It seems obvious to me that Nabokov was writing under the influence of Hoffmann, or at least the culture that Hoffmann created. I'm reaching out see if there's ever been an study tracing the Hoffmannian influences in VN's work. The automannequins in KQK, obviously. And that one seems to me to be his most "German" book. But he never listed Hoffmann among his literary influences (though maybe by proxy through Poe).
What other examples can we think of that support the Hoffmann -> Nabokov pipeline? The two authors read remarkably similarly to me.
Hoffmann Street in Nursery Tale
Калитка открылась и с грохотом хлопнула. Эрвин остался один под умолкшими липами. Постоял, затем надел шляпу и медленно отошел. Пройдя несколько шагов, он увидел два огненных пузыря, -- открытый автомобиль, стоящий у панели. Он подошел, тронул за плечо неподвижного шофера.-- Скажите, какая это улица,-- я заблудился.
-- Улица Гофмана,-- сухо ответил шофер. И тогда знакомый, мягкий, хрипловатый голос раздался из глубины автомобиля:
-- Здравствуйте, это я.
Эрвин оперся ладонью о край дверцы, вяло ответил:
-- Здравствуйте.
-- Я скучаю, -- сказал голос. -- Жду здесь моего приятеля. Мы с ним должны отравиться на рассвете. Как вы поживаете?
-- Чет,-- усмехнулся Эрвин, поводя пальцем по пыльной дверце.
-- Знаю, знаю, -- равнодушно ответила госпожа Отт.-- Тринадцатая оказалась первой. Да, у вас это дело не вышло.
-- Жалко, -- сказал Эрвин.
-- Жалко, -- отозвалась госпожа Отт.
-- Впрочем, все равно, -- сказал Эрвин.
-- Все равно, -- подтвердила она и зевнула.
Эрвин поклонился, поцеловал ее большую черную перчатку, набитую пятью растопыренными пальцами и, кашлянув, повернул в темноту. Он шагал тяжело, ныли уставшие ноги, угнетала мысль, что завтра понедельник и что вставать будет трудно.
From Gorki's memoir essay Leo Tolstoy (1927) in which Tolstoy mentions the German writer E. T. A. Hoffmann:
И вдруг как будто рассердился, заговорил недовольно, строго, постукивая пальцем по колену.

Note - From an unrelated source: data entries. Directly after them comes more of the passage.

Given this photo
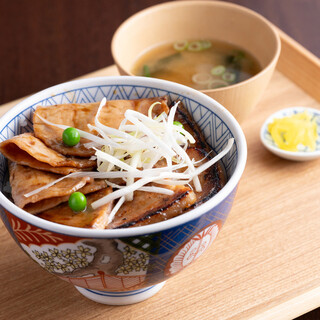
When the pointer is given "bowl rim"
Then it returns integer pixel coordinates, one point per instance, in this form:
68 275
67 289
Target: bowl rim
290 155
178 4
190 93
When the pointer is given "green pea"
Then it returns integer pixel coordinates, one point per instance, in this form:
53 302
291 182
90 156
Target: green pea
71 137
177 123
77 202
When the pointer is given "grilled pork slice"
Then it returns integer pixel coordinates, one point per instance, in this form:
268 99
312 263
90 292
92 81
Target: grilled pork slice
90 218
26 149
147 207
80 115
25 179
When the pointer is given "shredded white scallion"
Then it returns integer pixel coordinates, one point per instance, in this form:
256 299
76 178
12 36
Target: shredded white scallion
132 152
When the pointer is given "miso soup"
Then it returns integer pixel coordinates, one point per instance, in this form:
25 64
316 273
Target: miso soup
200 64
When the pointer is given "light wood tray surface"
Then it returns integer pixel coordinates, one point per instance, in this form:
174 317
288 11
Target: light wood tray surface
265 263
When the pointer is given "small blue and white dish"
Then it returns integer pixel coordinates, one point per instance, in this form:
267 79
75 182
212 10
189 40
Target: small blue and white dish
303 154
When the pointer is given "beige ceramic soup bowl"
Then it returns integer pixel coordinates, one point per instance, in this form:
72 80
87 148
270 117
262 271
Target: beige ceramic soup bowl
179 20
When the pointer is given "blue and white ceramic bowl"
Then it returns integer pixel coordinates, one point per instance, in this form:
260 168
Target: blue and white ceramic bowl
302 155
124 266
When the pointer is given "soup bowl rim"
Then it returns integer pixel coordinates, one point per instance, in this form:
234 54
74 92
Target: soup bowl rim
178 4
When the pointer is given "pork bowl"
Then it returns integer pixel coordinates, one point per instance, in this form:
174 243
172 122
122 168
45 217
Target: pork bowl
116 184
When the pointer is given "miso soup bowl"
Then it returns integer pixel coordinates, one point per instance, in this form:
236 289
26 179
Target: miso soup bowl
191 20
124 266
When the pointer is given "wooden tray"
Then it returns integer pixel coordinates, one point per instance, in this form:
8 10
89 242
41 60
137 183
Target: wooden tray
265 264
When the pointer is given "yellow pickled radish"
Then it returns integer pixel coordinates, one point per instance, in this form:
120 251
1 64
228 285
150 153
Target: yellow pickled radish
294 132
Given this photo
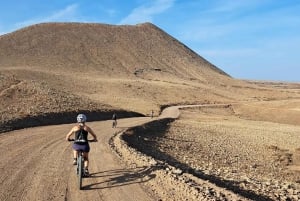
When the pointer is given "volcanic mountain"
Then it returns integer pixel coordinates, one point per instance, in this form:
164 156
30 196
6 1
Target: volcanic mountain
68 67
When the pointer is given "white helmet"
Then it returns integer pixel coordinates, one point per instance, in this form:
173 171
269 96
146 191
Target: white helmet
81 118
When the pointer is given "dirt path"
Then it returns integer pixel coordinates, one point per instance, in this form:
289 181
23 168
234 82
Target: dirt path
37 165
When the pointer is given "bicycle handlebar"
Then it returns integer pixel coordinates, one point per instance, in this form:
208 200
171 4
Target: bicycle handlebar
88 140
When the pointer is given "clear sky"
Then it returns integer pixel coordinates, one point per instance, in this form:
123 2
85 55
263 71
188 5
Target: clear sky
248 39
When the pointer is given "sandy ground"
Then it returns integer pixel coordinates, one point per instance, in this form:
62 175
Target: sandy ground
230 164
37 166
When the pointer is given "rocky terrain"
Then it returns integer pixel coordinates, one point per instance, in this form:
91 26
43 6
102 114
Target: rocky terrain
247 149
256 160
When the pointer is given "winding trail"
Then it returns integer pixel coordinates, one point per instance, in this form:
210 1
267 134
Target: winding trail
37 165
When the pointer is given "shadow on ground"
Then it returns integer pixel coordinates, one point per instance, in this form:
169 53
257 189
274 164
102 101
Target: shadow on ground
122 177
145 139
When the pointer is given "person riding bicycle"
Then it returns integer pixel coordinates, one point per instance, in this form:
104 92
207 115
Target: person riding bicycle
114 118
81 132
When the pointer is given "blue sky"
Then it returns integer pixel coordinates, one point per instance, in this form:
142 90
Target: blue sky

— Ведь вы непьющий? И не похоже, чтоб вы пили много когда-нибудь. А в этих снах все-таки есть что-то пьяное. Был немецкий писатель Гофман, у него ломберные столы по улицам бегали, и всё в этом роде, так он был пьяница,— «калаголик», как говорят грамотные кучера. Пустые сапоги идут — это вправду страшно! Даже если вы и придумали,— очень хорошо! Страшно!

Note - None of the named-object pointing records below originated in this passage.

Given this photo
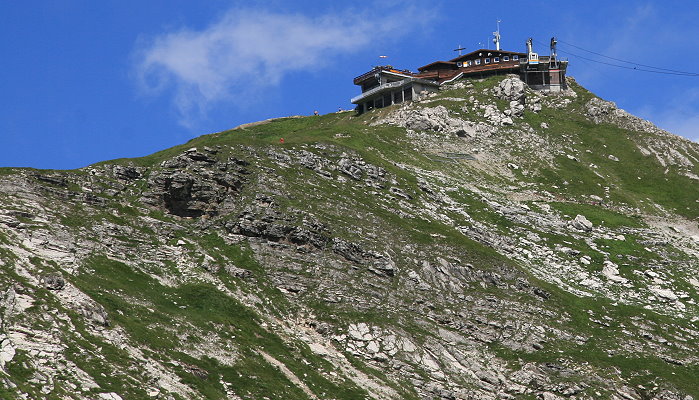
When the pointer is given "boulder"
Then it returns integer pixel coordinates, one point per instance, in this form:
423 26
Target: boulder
53 282
581 223
511 88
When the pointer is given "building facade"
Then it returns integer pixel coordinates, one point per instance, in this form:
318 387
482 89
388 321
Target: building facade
385 85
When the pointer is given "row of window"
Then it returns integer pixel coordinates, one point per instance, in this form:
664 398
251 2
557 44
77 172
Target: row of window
388 98
488 60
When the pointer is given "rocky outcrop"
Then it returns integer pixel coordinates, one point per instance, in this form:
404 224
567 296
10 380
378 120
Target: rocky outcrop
435 119
195 184
511 88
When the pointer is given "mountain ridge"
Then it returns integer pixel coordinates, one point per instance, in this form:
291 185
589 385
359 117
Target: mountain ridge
485 242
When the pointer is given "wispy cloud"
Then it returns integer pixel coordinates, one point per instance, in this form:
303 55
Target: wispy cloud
248 49
679 116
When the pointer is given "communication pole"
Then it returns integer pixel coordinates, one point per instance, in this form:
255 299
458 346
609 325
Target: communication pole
496 34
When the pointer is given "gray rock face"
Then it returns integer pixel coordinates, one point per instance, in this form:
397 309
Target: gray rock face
511 88
94 312
430 119
237 272
187 189
53 282
581 223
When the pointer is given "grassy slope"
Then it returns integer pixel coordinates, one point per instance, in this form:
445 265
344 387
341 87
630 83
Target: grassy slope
112 283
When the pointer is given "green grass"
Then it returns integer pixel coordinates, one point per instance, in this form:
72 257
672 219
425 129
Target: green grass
598 215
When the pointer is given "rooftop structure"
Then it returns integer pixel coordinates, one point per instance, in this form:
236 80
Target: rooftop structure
385 85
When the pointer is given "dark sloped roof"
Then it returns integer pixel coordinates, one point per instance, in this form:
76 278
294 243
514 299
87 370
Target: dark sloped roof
446 63
471 54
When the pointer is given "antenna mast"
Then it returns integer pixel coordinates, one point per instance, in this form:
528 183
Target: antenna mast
496 34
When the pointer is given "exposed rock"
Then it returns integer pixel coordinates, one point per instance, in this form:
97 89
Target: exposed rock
53 282
510 88
581 223
95 312
236 272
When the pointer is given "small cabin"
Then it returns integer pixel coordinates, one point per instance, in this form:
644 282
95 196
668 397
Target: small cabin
385 85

Неожиданно улыбнулся во всю бороду, так, что даже скулы засияли.
— А ведь представьте-ка; вдруг по Тверской бежит ломберный стол, эдакий — с выгнутыми ножками, доски у него прихлопывают и мелом пылят, даже еще цифры на зеленом сукне видать,— это на нем акцизные чиновники трое суток напролет в винт играли, он не вытерпел больше и сбежал.
Посмеялся и, должно быть, заметил, что я несколько огорчен его недоверием ко мне:
— Вы обижаетесь, что сны ваши показались мне книжными? Не обижайтесь, я знаю, что иной раз такое незаметно выдумаешь, что нельзя принять, никак нельзя, и кажется, что во сне видел, а вовсе не сам выдумал. Один старик-помещик рассказывает, что он во сне шел лесом, вышел в степь и видит: в степи два холма, и вдруг они превратились в женские титьки, а между ними приподнимается черное лицо, вместо глаз на нем две луны, как бельма, сам он стоит уже между ног женщины, а перед ним — глубокий черный овраг и — всасывает его. Он после этого седеть начал, руки стали трястись, и уехал за границу к доктору Кнейпу лечиться водой. Этот должен был видеть что-нибудь такое — он был распутник. (XXXIV)
Since your pipeline works both ways, I can discern a strong influence of VN and his Pale Fire in E. T. A. Hoffmann's Lebens-Ansichten des Katers Murr nebst fragmentarischer Biographie des Kapellmeisters Johannes Kreisler in zufälligen Makulaturblättern.